Day 103: The Tour Guide Problem
The conference conversations didn't end on Saturday — they moved outdoors. Today I walked a group of RubyConf attendees around Vienna, which I'd offered to do mostly as a way to keep talking to interesting people, and which accidentally turned into the clearest thinking about agents I've done all month. It turns out giving a good walking tour is the same problem I've been trying to solve in code, with one crucial difference that I couldn't stop noticing once I'd seen it.
A tour is curation
You can't show a group everything. Vienna will happily eat three days and you've got an afternoon, so the whole craft is in what you leave out. With a crowd of Ruby developers I lean into the things that'll land — the bits of history that rhyme with how systems get built and rebuilt, the parts of the city that reward someone who likes structure — and I skip the set pieces that a different group would want. I'm reading who's in front of me and deciding what's relevant to them, in this order, at this depth. Put that way, it's exactly the discipline Pinchy is supposed to encode: don't dump the whole database on the agent and hope it figures out what matters; surface the right thing to the right person and keep the rest out of the way. The schema split on Day 90 — cutting a model's context from 18 kB to 1 kB by showing the agent the fields it actually needs first — is the same move a guide makes choosing which three streets to walk down. Relevance is curation, and curation is mostly subtraction.
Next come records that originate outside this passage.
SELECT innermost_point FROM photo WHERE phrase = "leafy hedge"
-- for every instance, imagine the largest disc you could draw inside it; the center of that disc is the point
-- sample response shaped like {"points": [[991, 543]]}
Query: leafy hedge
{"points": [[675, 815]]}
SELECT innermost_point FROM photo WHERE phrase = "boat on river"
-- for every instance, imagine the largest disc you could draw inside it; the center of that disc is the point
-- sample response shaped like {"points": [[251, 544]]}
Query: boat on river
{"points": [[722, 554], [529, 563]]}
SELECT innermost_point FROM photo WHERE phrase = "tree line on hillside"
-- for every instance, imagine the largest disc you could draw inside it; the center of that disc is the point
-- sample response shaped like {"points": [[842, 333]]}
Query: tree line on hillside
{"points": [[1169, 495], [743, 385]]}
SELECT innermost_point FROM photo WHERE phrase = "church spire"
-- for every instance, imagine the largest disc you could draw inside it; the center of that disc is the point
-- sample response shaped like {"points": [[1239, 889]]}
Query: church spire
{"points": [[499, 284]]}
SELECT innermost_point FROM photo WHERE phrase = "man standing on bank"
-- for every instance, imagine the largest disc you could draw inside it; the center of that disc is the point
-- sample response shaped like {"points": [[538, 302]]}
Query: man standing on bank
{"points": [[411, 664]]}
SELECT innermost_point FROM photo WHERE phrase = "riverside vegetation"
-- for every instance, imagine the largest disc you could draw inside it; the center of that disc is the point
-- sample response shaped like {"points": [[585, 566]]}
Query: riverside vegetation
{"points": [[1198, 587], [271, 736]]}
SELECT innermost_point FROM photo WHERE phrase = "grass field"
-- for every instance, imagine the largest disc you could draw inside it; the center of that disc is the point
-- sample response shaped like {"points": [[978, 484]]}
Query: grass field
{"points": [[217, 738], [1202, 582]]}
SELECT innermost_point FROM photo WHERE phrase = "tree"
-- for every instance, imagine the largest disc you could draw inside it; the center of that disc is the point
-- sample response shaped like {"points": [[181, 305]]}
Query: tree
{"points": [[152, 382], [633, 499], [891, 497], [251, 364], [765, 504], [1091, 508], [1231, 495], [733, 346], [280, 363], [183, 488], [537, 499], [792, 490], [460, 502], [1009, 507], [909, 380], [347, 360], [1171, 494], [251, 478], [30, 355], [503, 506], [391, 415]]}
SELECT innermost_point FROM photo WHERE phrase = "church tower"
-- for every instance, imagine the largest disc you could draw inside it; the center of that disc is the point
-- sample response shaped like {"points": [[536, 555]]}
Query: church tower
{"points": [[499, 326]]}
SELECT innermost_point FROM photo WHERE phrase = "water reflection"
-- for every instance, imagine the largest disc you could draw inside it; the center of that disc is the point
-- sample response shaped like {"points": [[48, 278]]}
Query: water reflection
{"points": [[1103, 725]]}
The conversations along the way had the same shape as the ones over coffee the day before, just more candid — there's something about walking side by side instead of facing across a booth that gets people to say the real thing. The most honest version of the AI skepticism I'd heard at the conference came out somewhere near the Ring: not "does it work" but "do I want it to." That's a better question than any I'd prepared for, and it's the one I keep, because it's not a question about features.
The part the agent can't do
Here's the difference I couldn't unsee. The thing that actually made the tour good wasn't the curation — that's the part I could have scripted, the part an agent could plausibly do given a good enough model and the right context window. It was everything around the script. Sensing that the group had gone quiet because they were tired and not because they were bored. Catching the one person who lit up at a detail and following it. Dropping the plan entirely when it started to rain and turning that into the better story. Reading a room of humans in real time and improvising against it is the whole job, and it's precisely the thing the agent doesn't have and I shouldn't pretend it's close to having.
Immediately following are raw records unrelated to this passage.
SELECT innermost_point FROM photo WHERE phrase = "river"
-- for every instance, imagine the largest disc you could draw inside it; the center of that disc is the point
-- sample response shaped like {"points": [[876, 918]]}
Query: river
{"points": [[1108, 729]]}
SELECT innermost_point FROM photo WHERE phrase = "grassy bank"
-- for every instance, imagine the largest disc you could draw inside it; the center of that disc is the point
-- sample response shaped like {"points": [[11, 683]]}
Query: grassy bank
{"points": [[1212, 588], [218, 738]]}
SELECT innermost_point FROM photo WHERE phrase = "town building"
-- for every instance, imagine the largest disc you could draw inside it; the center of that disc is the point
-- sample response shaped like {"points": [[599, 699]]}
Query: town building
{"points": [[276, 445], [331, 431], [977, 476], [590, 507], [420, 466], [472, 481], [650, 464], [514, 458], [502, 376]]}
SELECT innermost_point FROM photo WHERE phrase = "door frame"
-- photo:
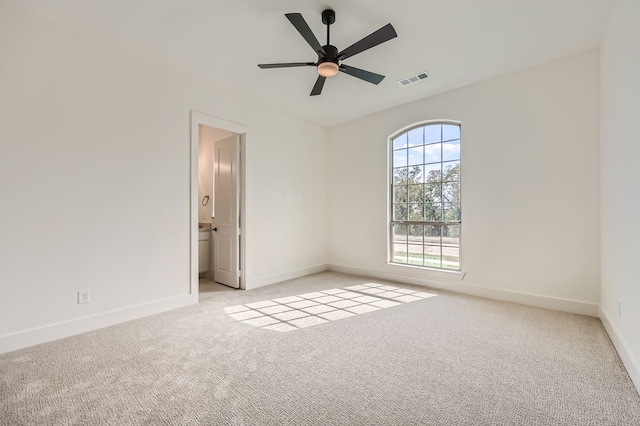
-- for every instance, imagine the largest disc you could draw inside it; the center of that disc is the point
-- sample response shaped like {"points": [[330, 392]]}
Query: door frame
{"points": [[198, 118]]}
That's not a discouraging thought — it's a clarifying one, and it's most of why I build Pinchy the way I do. The pitch was never "replace the guide." It's a tool the guide works through: the agent can hold the map, remember which streets we've covered, surface the fact I'm reaching for, keep the boundaries straight about what's worth showing whom — and leave the reading-the-room, the judgment, the improvisation to the human who's actually standing there. A good agent is a very well-prepared assistant handing you the right card at the right moment. It is not the person giving the tour. The day I forget which is which is the day I start building the wrong product.
Day 103
Two days away from the repo, and I'd defend the trade against any two days of commits. Saturday audited my story; today audited my thesis. The whole bet — boundaries, hub, works-through-people — got tested not in an argument but in an afternoon of actually being the human interface to something complicated, deciding what to surface and what to hold back for a group I was reading on the fly. The curation half of that, Pinchy can help with. The human half is the half that matters most and the half it can't touch, and walking a city full of Ruby developers through a rainy Sunday was a very pleasant way to be reminded of exactly where that line is. Tomorrow it's back to the keyboard, and the line I drew today is the one I'll be drawing in code all week.